On Aug 26, I left home for a morning function at BCCK. My route took me past the large traffic lights where Jalan Foochow No 1 and Jalan Rengas emptied into Jalan Tun Razak. Perhaps it wasn’t a coincidence that I ended up being the first in line at the lights to turn right, because I saw this:
I didn’t know how it got there, an island of grass between busy lanes. I drove by as slowly as I could when the lights went green. The cat was stressed and panting. I could not stop so I posted the photo on Facebook, hoping someone else will get there while I was stuck at work.
By the time my morning work was done, I haven’t gotten any respond, so I went back. It was still there, but no longer on the grass. It was on the road, pressed against the curb. I didn’t have an opportunity to stop, so I made another huge round and found a place I can leave my car.
Picture this: A person wearing a bright turquoise shirt strolling up a busy main road, carrying a bundle of cloth. I thought I’d give the cat something stable but soft to lie on in case it was injured. As I approached, I saw a black lump on the other side of the ‘island’. I thought it was a black plastic bag. Until it stuck out a leg and tried hauling itself onto the road. Now picture me breaking into a run.
After I scooped it up, I checked around the ‘island’ to be sure it was the only cat there. It was little more than a kitten, and I couldn’t believe it hauled itself around the island in the 10-15 minutes I took to double back. If I was a bit slower, I might only find a flat furry pancake on the road.
I hurried us both back to the car, cranked up the a/c and tried to give it water. It was badly dehydrated and had heatstroke, and won’t take the water.
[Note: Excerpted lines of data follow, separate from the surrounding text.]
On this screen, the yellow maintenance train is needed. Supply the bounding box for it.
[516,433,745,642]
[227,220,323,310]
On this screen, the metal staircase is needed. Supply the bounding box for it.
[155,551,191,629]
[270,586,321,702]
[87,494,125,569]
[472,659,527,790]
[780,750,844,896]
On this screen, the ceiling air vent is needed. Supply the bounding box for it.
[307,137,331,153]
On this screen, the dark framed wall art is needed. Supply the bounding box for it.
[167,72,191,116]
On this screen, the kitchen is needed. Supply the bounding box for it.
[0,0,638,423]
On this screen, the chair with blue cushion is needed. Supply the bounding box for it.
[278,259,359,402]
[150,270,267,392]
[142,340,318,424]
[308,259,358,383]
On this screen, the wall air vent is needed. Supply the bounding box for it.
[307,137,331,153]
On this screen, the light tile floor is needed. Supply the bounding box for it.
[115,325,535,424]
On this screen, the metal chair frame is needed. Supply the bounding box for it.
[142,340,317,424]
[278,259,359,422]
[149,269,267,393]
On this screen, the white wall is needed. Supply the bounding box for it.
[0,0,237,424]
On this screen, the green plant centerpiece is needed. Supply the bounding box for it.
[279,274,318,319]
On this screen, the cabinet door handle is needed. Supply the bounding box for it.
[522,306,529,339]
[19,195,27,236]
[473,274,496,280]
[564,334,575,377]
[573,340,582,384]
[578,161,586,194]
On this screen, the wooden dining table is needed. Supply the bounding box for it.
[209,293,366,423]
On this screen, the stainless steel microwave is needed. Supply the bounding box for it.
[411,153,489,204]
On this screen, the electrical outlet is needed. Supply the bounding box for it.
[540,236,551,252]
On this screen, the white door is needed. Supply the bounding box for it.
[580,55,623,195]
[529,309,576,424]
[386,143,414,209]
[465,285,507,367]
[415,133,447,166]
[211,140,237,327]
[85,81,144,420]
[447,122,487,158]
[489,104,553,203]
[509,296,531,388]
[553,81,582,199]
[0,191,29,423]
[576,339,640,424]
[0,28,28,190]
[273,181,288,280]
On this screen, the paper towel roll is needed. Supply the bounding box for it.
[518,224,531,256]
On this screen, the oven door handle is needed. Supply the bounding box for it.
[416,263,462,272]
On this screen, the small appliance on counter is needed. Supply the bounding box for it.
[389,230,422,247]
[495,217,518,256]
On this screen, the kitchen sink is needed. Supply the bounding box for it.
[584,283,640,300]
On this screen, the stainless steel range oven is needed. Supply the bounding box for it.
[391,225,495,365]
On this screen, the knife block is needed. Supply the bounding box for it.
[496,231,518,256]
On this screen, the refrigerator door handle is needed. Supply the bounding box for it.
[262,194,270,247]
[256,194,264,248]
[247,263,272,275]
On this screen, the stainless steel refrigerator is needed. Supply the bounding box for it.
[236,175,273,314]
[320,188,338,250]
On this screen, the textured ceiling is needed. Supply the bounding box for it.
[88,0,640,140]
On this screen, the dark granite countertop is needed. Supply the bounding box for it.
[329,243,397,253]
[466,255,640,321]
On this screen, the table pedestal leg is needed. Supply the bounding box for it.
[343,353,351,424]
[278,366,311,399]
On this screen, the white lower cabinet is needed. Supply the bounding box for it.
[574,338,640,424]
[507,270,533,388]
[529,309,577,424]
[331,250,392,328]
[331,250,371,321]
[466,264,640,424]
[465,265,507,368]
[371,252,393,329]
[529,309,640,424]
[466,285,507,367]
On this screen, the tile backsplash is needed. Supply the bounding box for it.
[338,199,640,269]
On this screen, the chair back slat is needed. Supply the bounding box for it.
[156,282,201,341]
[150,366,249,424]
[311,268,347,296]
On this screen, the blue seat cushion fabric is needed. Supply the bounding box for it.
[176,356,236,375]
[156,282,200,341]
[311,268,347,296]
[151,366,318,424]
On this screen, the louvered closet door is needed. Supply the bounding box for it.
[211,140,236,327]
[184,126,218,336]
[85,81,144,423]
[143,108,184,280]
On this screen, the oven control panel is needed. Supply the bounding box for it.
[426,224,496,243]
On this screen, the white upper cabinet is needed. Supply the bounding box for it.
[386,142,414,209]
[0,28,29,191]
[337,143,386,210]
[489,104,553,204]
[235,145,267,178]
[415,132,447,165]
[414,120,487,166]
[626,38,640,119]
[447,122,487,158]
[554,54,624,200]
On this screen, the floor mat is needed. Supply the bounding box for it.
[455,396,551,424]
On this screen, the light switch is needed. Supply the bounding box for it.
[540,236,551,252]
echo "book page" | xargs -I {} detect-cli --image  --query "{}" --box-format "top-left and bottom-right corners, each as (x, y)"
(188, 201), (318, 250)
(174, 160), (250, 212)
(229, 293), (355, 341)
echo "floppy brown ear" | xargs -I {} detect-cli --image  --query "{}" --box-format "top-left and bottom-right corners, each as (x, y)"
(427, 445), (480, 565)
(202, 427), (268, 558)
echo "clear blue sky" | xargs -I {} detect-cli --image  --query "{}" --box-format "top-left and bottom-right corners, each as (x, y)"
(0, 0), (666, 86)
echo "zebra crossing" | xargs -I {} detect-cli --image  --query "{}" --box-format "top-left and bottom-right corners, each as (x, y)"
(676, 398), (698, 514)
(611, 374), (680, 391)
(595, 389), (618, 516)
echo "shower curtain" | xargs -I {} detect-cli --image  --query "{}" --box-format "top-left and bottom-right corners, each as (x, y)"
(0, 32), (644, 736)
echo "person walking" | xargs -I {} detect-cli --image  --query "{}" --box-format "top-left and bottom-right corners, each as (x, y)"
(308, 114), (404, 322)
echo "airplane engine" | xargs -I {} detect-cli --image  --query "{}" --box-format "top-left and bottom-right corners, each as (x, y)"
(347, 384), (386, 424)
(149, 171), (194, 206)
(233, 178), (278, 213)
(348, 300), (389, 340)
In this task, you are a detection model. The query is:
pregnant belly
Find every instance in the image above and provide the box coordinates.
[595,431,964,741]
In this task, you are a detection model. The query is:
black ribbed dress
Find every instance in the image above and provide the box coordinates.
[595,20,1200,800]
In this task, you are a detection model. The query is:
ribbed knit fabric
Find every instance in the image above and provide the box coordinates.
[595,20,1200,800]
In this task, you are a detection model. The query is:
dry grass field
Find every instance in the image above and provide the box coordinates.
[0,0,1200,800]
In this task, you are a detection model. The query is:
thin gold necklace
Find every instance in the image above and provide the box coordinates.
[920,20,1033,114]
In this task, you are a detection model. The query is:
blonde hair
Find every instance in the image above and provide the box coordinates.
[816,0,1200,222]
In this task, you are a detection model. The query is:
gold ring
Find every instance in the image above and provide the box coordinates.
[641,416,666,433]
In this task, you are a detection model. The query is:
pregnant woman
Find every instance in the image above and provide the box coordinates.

I wet its little tongue and rushed it to my vet.
I was exchanging messages with Joanna all the while, as she responded to my SOS around the same time I went back. I asked her to meet me at the vet. She arrived while I was still in the waiting room.
Dr Davies treated the female kitten, which I’ve named Taffy, and told me he’ll be holding on to it a few days for observation. Over the next few days, Joanna and I took turns dropping by. Taffy recovered from the dehydration and heatstroke, but had coordination problems which made Dr Davies suspect that she was hit by a vehicle and suffered some nerve damage. Taffy was on her feet and meowing, but she kept walking in circles.
And she kinda loses her shit a bit when I first pick her up…
…but calms down after some reassuring strokes.
After about three days, Dr Davies told me that Taffy is ready to leave. The circling problem needs more time to heal on its own. Here’s the part of the rescue process that I hate the most – finding a foster parent or adopter. I wasn’t comfortable about offering Taffy up for adoption because she’s not completely healthy, so I posted looking for a foster parent. A friend with admin access to SSPCA’s Facebook page shared it, and almost immediately, there was a response for adoption.
To cut the long story short, a couple with a soft spot for cats was interested in adopting. Interestingly enough, the main draw is because Taffy is a black cat.
I had no idea who I was handing slightly-damaged Taffy over to so I had Nicholas come down to the vet’s to meet us. As it turned out, he is an experienced cat person with quite a number of cats at home. He and his wife thought that Taffy would make a great addition to their feline family… bonk on the head or not. So Taffy got some supplements and a box and went home with Nicholas.
I just checked in with Nicolas on Taffy and he said that she’s doing well and is being naughty. If a kitten has the energy to be naughty, it usually means she’s fine. They have renamed her Pepe. As for me, I’m just relieved that this story ended well.
The bill for Taffy/Pepe’s hospitalisation and treatment came in at nearly RM300. Thanks to many generous donations, it only cost me RM10 in money and a few days in time. Totally worth it.